She removed the cassette from the machine and buried it under some clothes in his suitcase. She packed the camera in her bag, then got back into bed beside him.


They were lying in bed, in the sunlight. ‘I can’t imagine your childhood,’ he said. ‘You are a complete stranger to me. Colombo. Is the place languid?’

‘It’s languid indoors. Frenetic outside.’

‘You don’t go back.’

‘No.’

‘A friend of mine went to Singapore. All that air-conditioning! He said it was like being stuck in Selfridges for a week.’

‘I suspect people in Colombo would love it to be Selfridges.’

Their life together was best in these brief quiet times, lazily, postcoitally conversing. To him she was clear and funny and beautiful, to her he was married, always interesting, permanently defensive. Two out of three was not good.
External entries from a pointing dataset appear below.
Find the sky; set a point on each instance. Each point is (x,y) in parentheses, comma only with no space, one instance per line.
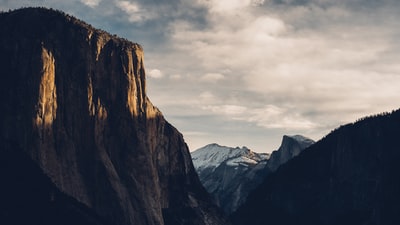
(247,72)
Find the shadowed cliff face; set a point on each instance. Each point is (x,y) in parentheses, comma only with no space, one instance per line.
(74,100)
(352,176)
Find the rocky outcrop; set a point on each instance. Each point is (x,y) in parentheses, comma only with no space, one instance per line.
(291,146)
(349,177)
(74,100)
(230,174)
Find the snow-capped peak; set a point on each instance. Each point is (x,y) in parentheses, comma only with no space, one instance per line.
(213,155)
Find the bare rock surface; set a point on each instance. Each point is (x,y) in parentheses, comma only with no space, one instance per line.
(74,101)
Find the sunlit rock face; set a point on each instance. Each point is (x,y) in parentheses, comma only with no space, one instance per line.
(351,176)
(74,101)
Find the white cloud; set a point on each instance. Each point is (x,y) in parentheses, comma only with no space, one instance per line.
(91,3)
(135,12)
(155,73)
(225,6)
(212,77)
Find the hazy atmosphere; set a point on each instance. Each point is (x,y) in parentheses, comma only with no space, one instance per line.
(242,72)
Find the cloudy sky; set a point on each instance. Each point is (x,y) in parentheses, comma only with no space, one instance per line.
(246,72)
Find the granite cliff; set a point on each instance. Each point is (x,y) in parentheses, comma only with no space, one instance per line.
(230,174)
(74,103)
(352,176)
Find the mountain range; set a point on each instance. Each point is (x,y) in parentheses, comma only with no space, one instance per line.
(351,176)
(230,174)
(81,143)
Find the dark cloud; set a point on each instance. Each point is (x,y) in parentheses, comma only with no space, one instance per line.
(247,72)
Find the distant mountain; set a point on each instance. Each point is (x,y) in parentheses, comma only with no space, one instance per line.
(230,174)
(352,176)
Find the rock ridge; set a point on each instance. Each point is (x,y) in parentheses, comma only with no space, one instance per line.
(74,100)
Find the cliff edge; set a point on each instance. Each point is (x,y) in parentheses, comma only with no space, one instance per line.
(74,101)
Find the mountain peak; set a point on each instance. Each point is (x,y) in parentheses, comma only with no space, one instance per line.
(75,105)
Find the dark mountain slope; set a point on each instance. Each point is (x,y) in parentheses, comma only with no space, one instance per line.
(352,176)
(73,100)
(230,174)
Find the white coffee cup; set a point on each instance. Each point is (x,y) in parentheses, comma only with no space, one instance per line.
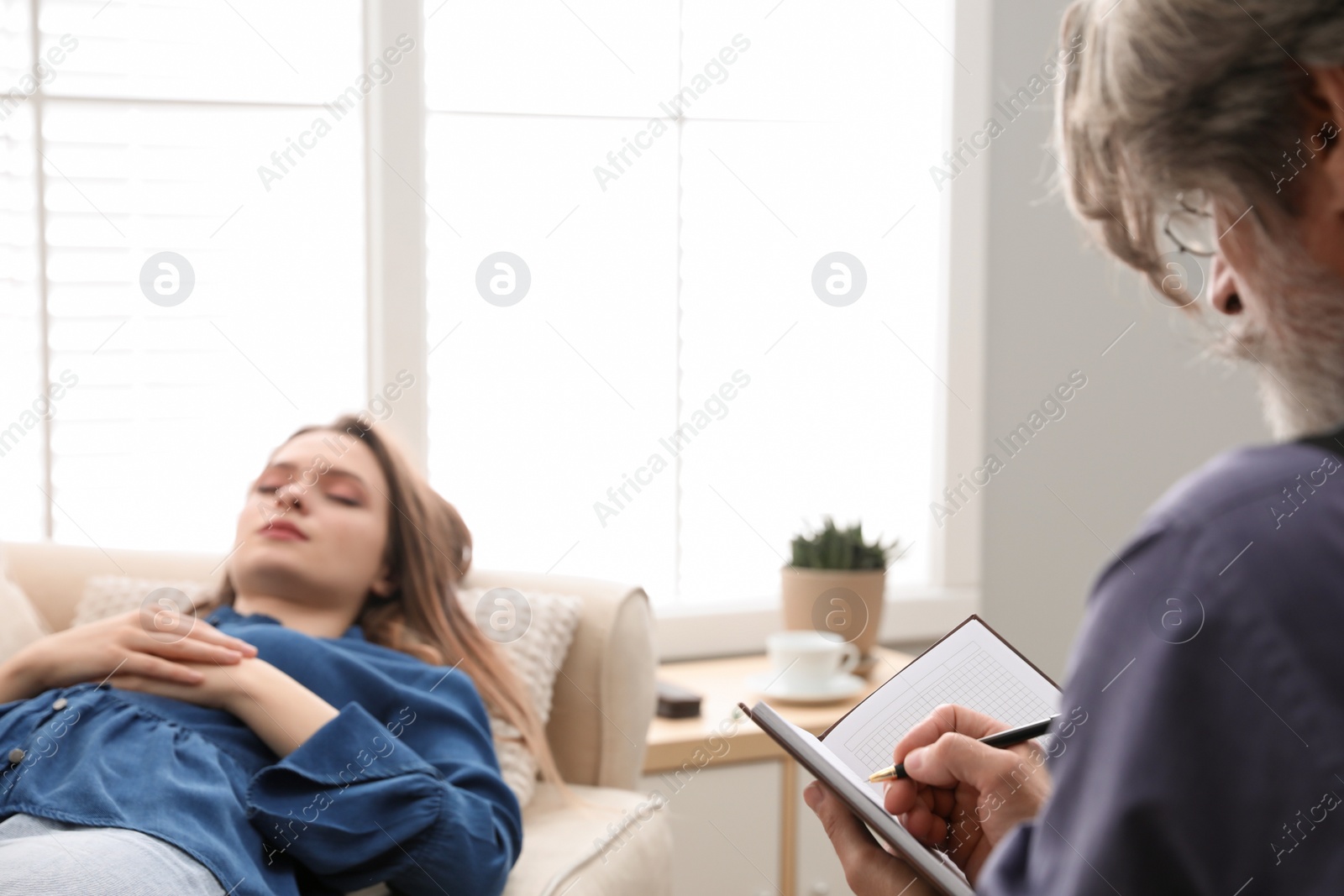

They had met on another occasion, in Montreal. Anil was there for a convention, and Cullis had run into her in a hotel lobby quite by chance.

‘I’m sneaking away,’ she said. ‘Enough!’

‘Have dinner with me.’

‘I’ve got plans. I promised myself this evening with a group of friends. Join us. We’ve had days and days of papers. I promise you the worst meal in Montreal if you come with me.’

They drove through the suburbs.

‘Do you speak French?’ he asked.

‘No. Just English. I can write some Sinhala.’

‘Is that your background?’

A no-name plaza appeared on the side of the highway, and she parked beneath the blinking lights of a Bowlerama. ‘I live here,’ she said. ‘In the West.’

Cullis was introduced to seven other anthropologists, who looked him over carefully and considered his posture to assess whether he would be useful on their team.